What are you planning on shooting? I've only used a couple of the cameras you've listed, but I can still tell you without hesitation they're all great picks for general use. Beyond that, it gets more complicated.
Imo, the Canons are very nice for video whereas Nikon's cameras are better for low light. Under ideal conditions both are fantastic. Nikons have better noise reduction so high ISOs are cleaner, sometimes at the cost of lost fine detail. The low end Canons have cheaper build quality and slightly worse optical finders, maybe, but build quality, optical finders, and frame rate are where cheaper cameras suffer in the first place; go one step up to a $1000 camera and you'll do a lot better with either brand in those regards... Image quality is awesome on the low end across the board.
I would say decide on the basis of which platform provides better lenses for your needs, but (with some exceptions) both platforms have great inexpensive lenses and the differences are more on the high end.
So I'd buy based on feel, unless you know what you want to do very specifically.
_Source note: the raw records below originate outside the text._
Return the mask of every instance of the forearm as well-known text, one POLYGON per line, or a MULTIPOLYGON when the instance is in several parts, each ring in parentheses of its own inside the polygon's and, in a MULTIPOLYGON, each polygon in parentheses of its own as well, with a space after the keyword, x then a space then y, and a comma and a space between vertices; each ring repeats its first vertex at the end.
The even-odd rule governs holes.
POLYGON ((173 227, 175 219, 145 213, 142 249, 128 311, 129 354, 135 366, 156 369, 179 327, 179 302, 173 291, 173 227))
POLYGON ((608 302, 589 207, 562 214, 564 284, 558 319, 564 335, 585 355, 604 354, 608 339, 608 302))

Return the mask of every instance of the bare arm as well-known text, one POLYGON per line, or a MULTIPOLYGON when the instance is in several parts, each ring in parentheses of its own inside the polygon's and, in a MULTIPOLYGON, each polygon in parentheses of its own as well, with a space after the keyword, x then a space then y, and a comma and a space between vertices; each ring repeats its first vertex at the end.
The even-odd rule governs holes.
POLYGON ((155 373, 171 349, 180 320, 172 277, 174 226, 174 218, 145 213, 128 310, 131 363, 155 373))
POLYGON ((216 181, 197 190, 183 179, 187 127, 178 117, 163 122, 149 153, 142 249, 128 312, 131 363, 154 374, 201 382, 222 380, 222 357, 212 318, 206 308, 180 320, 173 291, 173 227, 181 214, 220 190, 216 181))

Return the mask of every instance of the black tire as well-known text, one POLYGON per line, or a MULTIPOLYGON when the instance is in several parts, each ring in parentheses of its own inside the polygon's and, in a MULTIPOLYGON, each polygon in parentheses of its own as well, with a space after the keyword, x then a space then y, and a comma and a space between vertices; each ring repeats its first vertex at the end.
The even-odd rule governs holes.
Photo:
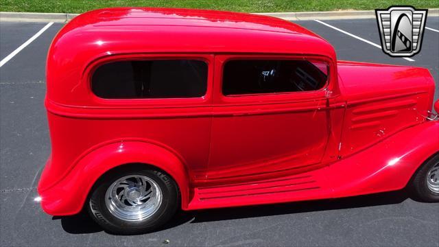
POLYGON ((416 172, 412 181, 412 191, 416 199, 426 202, 438 202, 439 192, 434 191, 427 185, 427 176, 433 167, 439 164, 439 154, 427 161, 416 172))
POLYGON ((133 235, 153 231, 175 214, 180 206, 180 191, 174 179, 165 172, 145 165, 128 166, 105 174, 94 186, 87 203, 91 217, 107 232, 133 235), (162 202, 150 217, 138 221, 121 220, 113 215, 106 204, 107 189, 116 180, 129 175, 141 175, 153 180, 162 192, 162 202))

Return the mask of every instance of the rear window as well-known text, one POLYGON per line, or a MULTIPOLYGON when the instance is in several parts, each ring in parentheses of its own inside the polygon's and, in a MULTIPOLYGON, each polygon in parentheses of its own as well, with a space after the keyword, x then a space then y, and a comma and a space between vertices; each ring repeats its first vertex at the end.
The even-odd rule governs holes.
POLYGON ((95 70, 91 88, 105 99, 199 97, 206 93, 207 69, 197 60, 113 62, 95 70))
POLYGON ((224 95, 316 91, 326 84, 323 62, 288 60, 235 60, 224 68, 224 95))

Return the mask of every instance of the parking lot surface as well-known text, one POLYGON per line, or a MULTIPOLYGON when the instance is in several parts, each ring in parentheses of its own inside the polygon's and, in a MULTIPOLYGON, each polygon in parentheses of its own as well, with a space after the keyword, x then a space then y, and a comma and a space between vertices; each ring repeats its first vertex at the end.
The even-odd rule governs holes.
MULTIPOLYGON (((296 21, 327 39, 340 60, 428 68, 439 82, 439 17, 427 18, 414 61, 390 58, 375 19, 296 21), (436 31, 434 31, 434 30, 436 31)), ((0 23, 0 60, 47 23, 0 23)), ((160 231, 119 236, 102 231, 86 215, 53 217, 34 199, 50 152, 43 106, 45 66, 54 23, 0 67, 0 245, 439 246, 439 204, 422 203, 403 191, 351 198, 182 212, 160 231), (169 244, 163 242, 169 240, 169 244)), ((436 87, 436 99, 439 96, 436 87)), ((68 140, 66 140, 68 141, 68 140)))

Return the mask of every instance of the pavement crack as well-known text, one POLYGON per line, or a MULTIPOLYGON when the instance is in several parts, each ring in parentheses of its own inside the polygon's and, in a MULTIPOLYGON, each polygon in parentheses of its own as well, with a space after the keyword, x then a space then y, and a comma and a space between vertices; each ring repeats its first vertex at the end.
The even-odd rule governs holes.
POLYGON ((36 187, 29 188, 15 188, 15 189, 0 189, 0 193, 10 193, 10 192, 18 192, 18 191, 30 191, 34 189, 36 189, 36 187))

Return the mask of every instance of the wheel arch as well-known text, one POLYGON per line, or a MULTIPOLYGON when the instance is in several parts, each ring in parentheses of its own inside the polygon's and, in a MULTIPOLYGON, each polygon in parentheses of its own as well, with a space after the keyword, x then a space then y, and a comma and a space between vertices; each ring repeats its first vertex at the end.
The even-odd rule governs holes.
POLYGON ((130 164, 154 167, 169 174, 180 190, 182 208, 187 207, 189 196, 188 171, 177 154, 156 143, 120 141, 89 152, 58 183, 40 191, 43 210, 54 215, 79 213, 99 178, 113 169, 130 164))

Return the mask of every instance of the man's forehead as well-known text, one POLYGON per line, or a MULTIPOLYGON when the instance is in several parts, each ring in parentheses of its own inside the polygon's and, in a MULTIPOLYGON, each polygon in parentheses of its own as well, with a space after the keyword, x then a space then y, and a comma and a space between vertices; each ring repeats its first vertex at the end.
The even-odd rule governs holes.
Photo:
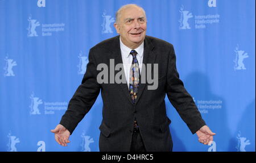
POLYGON ((145 17, 142 10, 139 7, 129 7, 122 11, 121 16, 123 19, 145 17))

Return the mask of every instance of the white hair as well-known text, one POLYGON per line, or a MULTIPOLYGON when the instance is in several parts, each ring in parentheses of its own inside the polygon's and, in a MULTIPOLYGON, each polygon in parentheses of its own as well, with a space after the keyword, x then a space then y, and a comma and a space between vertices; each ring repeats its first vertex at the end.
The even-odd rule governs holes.
POLYGON ((143 14, 144 15, 145 19, 146 19, 146 12, 142 7, 138 6, 136 4, 127 4, 127 5, 125 5, 122 6, 120 9, 119 9, 119 10, 115 13, 115 23, 117 24, 118 24, 118 23, 119 22, 119 19, 120 19, 122 11, 125 9, 126 9, 127 8, 130 8, 131 7, 137 7, 141 9, 142 10, 142 12, 143 12, 143 14))

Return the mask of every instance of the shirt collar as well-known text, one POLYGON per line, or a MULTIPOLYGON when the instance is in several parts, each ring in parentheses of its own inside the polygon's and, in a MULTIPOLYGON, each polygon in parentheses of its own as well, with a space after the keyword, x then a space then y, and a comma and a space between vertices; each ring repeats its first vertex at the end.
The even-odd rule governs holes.
MULTIPOLYGON (((119 37, 120 40, 120 48, 121 49, 126 52, 125 56, 127 58, 129 56, 130 52, 131 52, 132 49, 130 48, 129 47, 125 45, 123 42, 122 42, 122 40, 121 39, 121 36, 119 37)), ((143 50, 144 50, 144 41, 141 43, 141 44, 136 49, 134 49, 137 52, 138 55, 140 57, 142 57, 142 55, 143 54, 143 50)))

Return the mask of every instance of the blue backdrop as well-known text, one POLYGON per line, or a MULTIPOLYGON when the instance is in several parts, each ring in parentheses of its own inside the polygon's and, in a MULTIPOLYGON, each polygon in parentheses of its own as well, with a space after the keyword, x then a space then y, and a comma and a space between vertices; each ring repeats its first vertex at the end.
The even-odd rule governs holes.
POLYGON ((255 151, 254 0, 0 0, 0 151, 98 151, 98 96, 70 137, 54 129, 81 82, 89 49, 117 34, 136 3, 147 35, 172 43, 185 87, 213 132, 205 145, 166 99, 174 151, 255 151))

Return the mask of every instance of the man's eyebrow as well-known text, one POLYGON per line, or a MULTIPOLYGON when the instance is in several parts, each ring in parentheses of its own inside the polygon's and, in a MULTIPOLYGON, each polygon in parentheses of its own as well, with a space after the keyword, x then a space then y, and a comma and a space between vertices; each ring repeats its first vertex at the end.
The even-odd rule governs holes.
POLYGON ((144 16, 141 16, 141 17, 139 17, 139 18, 138 18, 138 19, 144 19, 144 16))
POLYGON ((134 20, 134 18, 126 18, 125 19, 125 22, 127 21, 127 20, 134 20))

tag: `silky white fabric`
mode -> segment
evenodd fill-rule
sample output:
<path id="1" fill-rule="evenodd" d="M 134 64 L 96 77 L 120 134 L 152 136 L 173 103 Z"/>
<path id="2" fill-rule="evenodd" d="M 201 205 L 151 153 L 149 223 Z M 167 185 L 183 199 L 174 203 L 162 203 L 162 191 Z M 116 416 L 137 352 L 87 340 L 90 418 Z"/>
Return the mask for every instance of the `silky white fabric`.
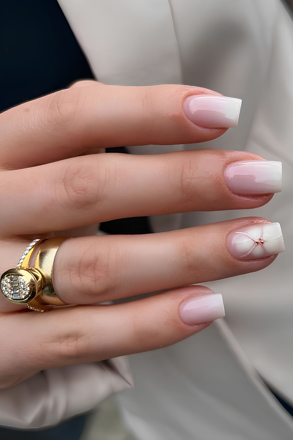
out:
<path id="1" fill-rule="evenodd" d="M 283 191 L 265 207 L 152 220 L 159 231 L 242 216 L 266 216 L 281 223 L 287 250 L 260 272 L 210 283 L 223 295 L 224 321 L 172 347 L 130 357 L 135 387 L 119 395 L 126 421 L 139 440 L 292 439 L 291 417 L 254 369 L 293 401 L 290 16 L 280 0 L 59 3 L 93 71 L 102 82 L 194 84 L 243 100 L 238 128 L 218 139 L 188 146 L 133 147 L 132 151 L 207 147 L 246 150 L 283 164 Z M 84 380 L 85 384 L 98 381 L 98 386 L 99 378 L 97 375 L 93 381 L 93 376 L 87 375 Z M 67 386 L 67 391 L 63 389 L 61 392 L 70 392 L 69 378 Z M 93 403 L 100 397 L 98 388 L 91 389 Z M 8 398 L 9 392 L 13 391 L 7 390 Z M 70 395 L 70 414 L 88 409 L 86 393 Z M 2 396 L 0 392 L 0 402 Z M 33 403 L 31 407 L 38 412 L 38 423 L 42 423 L 43 407 Z M 18 408 L 11 423 L 23 426 L 19 420 L 24 410 Z M 56 411 L 50 422 L 64 416 Z M 28 426 L 35 425 L 31 418 L 28 420 Z"/>
<path id="2" fill-rule="evenodd" d="M 40 371 L 0 390 L 0 425 L 25 428 L 55 425 L 133 386 L 124 357 Z"/>

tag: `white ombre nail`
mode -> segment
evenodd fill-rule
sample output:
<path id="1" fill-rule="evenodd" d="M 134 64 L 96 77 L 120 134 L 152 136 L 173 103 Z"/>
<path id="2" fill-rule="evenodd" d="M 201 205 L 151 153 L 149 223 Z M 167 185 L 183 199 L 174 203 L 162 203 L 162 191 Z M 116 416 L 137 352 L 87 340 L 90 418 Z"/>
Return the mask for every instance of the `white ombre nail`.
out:
<path id="1" fill-rule="evenodd" d="M 185 114 L 193 124 L 206 128 L 237 127 L 241 99 L 216 95 L 193 95 L 184 103 Z"/>
<path id="2" fill-rule="evenodd" d="M 227 247 L 237 260 L 259 260 L 285 250 L 279 223 L 260 223 L 231 232 Z"/>
<path id="3" fill-rule="evenodd" d="M 199 295 L 180 306 L 179 316 L 184 324 L 195 325 L 224 318 L 225 310 L 221 293 Z"/>

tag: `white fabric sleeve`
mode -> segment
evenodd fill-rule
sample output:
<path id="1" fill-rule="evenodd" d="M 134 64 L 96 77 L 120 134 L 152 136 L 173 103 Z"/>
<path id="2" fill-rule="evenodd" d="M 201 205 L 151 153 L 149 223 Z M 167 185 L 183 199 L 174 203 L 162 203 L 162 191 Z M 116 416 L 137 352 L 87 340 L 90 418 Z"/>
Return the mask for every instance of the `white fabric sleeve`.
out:
<path id="1" fill-rule="evenodd" d="M 0 390 L 0 425 L 21 428 L 56 425 L 133 386 L 126 357 L 44 370 Z"/>

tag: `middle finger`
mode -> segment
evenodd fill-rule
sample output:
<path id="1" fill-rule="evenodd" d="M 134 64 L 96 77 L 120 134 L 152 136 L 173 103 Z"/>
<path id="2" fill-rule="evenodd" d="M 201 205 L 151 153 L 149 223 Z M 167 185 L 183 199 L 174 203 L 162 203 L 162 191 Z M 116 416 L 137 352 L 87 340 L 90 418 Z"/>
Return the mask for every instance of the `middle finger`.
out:
<path id="1" fill-rule="evenodd" d="M 15 264 L 22 246 L 13 244 L 15 255 L 4 270 Z M 66 303 L 93 304 L 260 270 L 284 250 L 279 224 L 254 217 L 157 234 L 79 237 L 59 247 L 54 286 Z M 1 299 L 2 309 L 19 308 Z"/>
<path id="2" fill-rule="evenodd" d="M 9 236 L 126 217 L 257 208 L 281 191 L 282 168 L 247 152 L 108 153 L 3 171 L 1 180 L 0 224 Z M 25 184 L 22 197 L 14 196 Z"/>

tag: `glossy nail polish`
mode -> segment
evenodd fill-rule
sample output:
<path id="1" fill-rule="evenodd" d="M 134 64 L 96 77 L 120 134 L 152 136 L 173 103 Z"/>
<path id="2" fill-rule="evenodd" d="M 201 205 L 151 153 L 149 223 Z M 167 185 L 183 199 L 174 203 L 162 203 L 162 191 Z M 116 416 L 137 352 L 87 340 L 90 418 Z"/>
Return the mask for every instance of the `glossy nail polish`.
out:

I bought a t2i specifically for its superior video, but it's not a replacement video camera (you can't autofocus, for one, and skew means you can't shoot really telephoto without problems). That said, it has good video quality. I recently shot this with the kit lens, 55-250mm IS, and a few cheap ($200-ish) old nikkors:
http://vimeo.com/26129172
The resolution is less than my old hv30, but the "look" is better, imo. Good latitude, way more light sensitive, and I like that the sensor is the same size as super35mm film, so it feels a bit more "cinematic."